And compete with CUDA? It's not the hardware that's the lockin but CUDA.

xbpx · 2024-03-29T03:38:34 1711683514

The CUDA lock-in is over played. Tensorflow, Pytorch and any large framework supports multiple hardware including Google TPUs. Any company making significant investment will steer some of that towards hardware support in the software they need.

wmf · 2024-03-29T03:57:25 1711684645

Name one model (besides Gemini obviously) that was trained on non-Nvidia.

xbpx · 2024-03-29T20:36:23 1711744583

Who knows, likely not many aside from some folks training in GCP on TPUs but any large funded corporation has a path laid out by Google. And Apple with its M-series. You can build hardware and dedicated ML chips and if you can do that the software ecosystem knows how to handle it. CUDA isn't the moat, it's the chips. NVIDIAs moat is still the chips. Building huge systems and ecosystems is a game for only the most capitalized entities but all of them can do so. The software part is already a solved problem, at the cost of a new compiler.

mr_toad · 2024-04-01T01:47:56 1711936076

That probably had less to do with CUDA and more to do with the fact that Nvidia dominates the high end of the market.

AgentOrange1234 · 2024-03-29T03:05:45 1711681545

How much of the big expensive training jobs are CUDA specific? If it’s billions of dollars of compute, rewriting the software to use whatever hardware is cheapest may make sense?

vineyardmike · 2024-03-29T03:28:59 1711682939

It takes time to re-engineer an entire ecosystem of tools. The whole 9-pregnant ladies in 1 month analogy comes to mind.

If you’re trying to accomplish a goal, how long are you willing to wait for your entire dependency tree to be engineered in-house. It’s happening slowly, but teams have to ship, and can’t wait for other teams to build fresh tools.

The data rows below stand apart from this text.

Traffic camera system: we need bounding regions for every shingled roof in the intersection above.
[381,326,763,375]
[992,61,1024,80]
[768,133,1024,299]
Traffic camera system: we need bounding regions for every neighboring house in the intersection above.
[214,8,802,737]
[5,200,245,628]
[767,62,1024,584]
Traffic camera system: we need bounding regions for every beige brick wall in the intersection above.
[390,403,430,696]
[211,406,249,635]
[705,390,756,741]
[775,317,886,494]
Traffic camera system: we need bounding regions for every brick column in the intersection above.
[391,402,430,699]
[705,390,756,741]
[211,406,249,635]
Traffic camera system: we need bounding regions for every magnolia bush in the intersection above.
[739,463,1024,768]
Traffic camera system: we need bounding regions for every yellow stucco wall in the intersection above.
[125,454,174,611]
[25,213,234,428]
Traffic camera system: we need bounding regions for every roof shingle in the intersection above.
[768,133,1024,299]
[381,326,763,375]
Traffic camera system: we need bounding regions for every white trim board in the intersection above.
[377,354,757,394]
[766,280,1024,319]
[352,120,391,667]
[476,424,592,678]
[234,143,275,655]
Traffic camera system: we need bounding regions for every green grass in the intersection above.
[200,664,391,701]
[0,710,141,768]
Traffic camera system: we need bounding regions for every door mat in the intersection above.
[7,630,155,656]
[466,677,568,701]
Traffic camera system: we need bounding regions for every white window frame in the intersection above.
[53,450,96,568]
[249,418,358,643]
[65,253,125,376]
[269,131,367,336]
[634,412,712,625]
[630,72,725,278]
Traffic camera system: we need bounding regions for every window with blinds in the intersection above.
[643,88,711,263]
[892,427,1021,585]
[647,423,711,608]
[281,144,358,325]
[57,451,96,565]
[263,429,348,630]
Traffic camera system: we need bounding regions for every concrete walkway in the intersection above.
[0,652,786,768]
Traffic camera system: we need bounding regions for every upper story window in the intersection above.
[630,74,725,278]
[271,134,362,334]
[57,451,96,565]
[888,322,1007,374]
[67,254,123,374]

Additionally, the compute hardware is rented, and if there’s no alternatives available for rent it doesn’t matter. Data centers aren’t full of NVidia and AMD GPUs and TPUs (because the support isn’t there). It’s a crazy chicken/egg situation where everyone benefits but no one makes the move. It’s slowly happening, but it’s not there yet to totally replace them.

delfinom · 2024-03-29T11:37:10 1711712230

That's the thing, they can be working on multiple paths in parallel.

They can be building on nvidia and have a semiconductor team in another corner experimenting for alternate in the future.

When profit margins are insane, there is always competition quietly fomenting.

We just won't know until they release it because it's also a competitive advantage to keep your own plans underwrap until it's ready. Or else it may start an arms race that'll only drive up costs to get done faster.